Apparently, she doesn’t realize, though she is aware of the car accident I was in a few years back, and the untreated injuries due to the expense.
“Tell me,” I say. “I spent 24 years working for corporations, and more than 6 working independently. I’ve paid taxes for 30 years. I paid into health insurance while in employer group plans, not to mention into social security part of which covers Medicare. Insurance is about pooling resources that someone else may need, and you may need in the future. Don’t you think my money has paid for services used by others? For health care? For the roads you drive on, for example? Don’t you think you’re already paying for others?”
She looks at me and says: “I shouldn’t have to pay for you. And you can still find a job with an employer who will offer health coverage.”
“Not at my age,” I say. “It’s unlikely.”
“But look at you. You look young. You’re energetic. Of course you can.”
I shake my head.
“I’m not saying it’s impossible. But I’ve tried for years. And what I am saying is that age discrimination is alive and well, and for millions of us we never get that far. There is no face-to-face impression. All it takes is one or two inquiries on the Internet, and then you can approximate the age, and stick the application in the ‘Do Not Consider’ pile.”
She looks at me blankly and I take a breath, realizing she has probably never set foot in a Human Resources Department much less a corporation, that her world – generally – operates around a 40 or 50-mile radius, if that.
She is a good woman, a nice woman, a woman who expects to marry soon and raise children, who presumably will then have medical benefits through her husband, who certainly doesn’t anticipate divorce or job searching or all the unforeseen events that can happen to anyone.
Her life may proceed according to her plan (and I hope it does), or it may not.

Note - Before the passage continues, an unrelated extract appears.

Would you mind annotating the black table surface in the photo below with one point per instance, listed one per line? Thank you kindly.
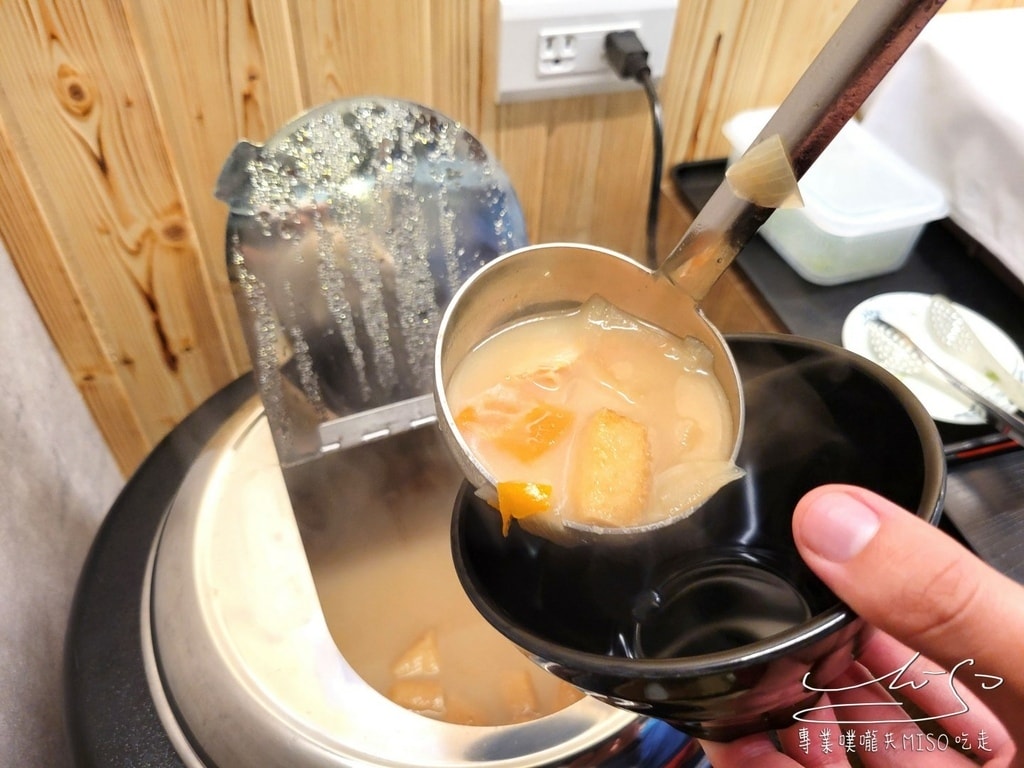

And then she may find herself living a dramatically different reality, a woman’s reality, with all its hidden costs, sanctioned by a culture (and political context) to which she is currently oblivious. I think again about the statistic that 85% of all single parent households are headed by women. I think again about the 77 cents on the dollar, on average, that women earn compared to men.
She says: “I don’t have any medical benefits and I’m just fine, and I don’t expect anyone to pay for me.”
She speaks these words with conviction, as though the concept of health care as a basic human right for a civilized people would never even enter her consciousness. Perhaps because education as a basic human right for a civilized people hasn’t entered our American consciousness.
She, like millions of others, has no understanding of what “insurance” is or how it works, no understanding that if a country’s people are uneducated and unhealthy then we are nowhere, that in Europe, this debate was settled long ago and both education and health care are considered human rights – that of course a country requires its people to be decently educated and healthy in order for us to work together, to live together, to contribute – as a society.
Couldn’t we point to health care as delivered in France for example, ranked a few years back as number 1 in the world (the U.S. was ranked 37)? Could we mention the per capita cost of $3,500 per person, which is considerably less than the $6,100 per person in America? Or might we point to Germany or even Canada – and say – no, none of these are perfect systems, but they offer excellent care which is not a function of whether or not you’ve been “downsized” or you’re poor, or you’re of a certain age and no longer employable, or you do or don’t have an employment “relationship?”
And I wonder how many others there are – millions of others – never unemployed (as yet), never sick (as yet), not old enough (as yet) to understand what this feels like, blindly unaware of the financial devastation that a single illness can cause, of the expense of a child’s medical needs, of their own good fortune in a country with so much promise – and seemingly unable to deliver on it.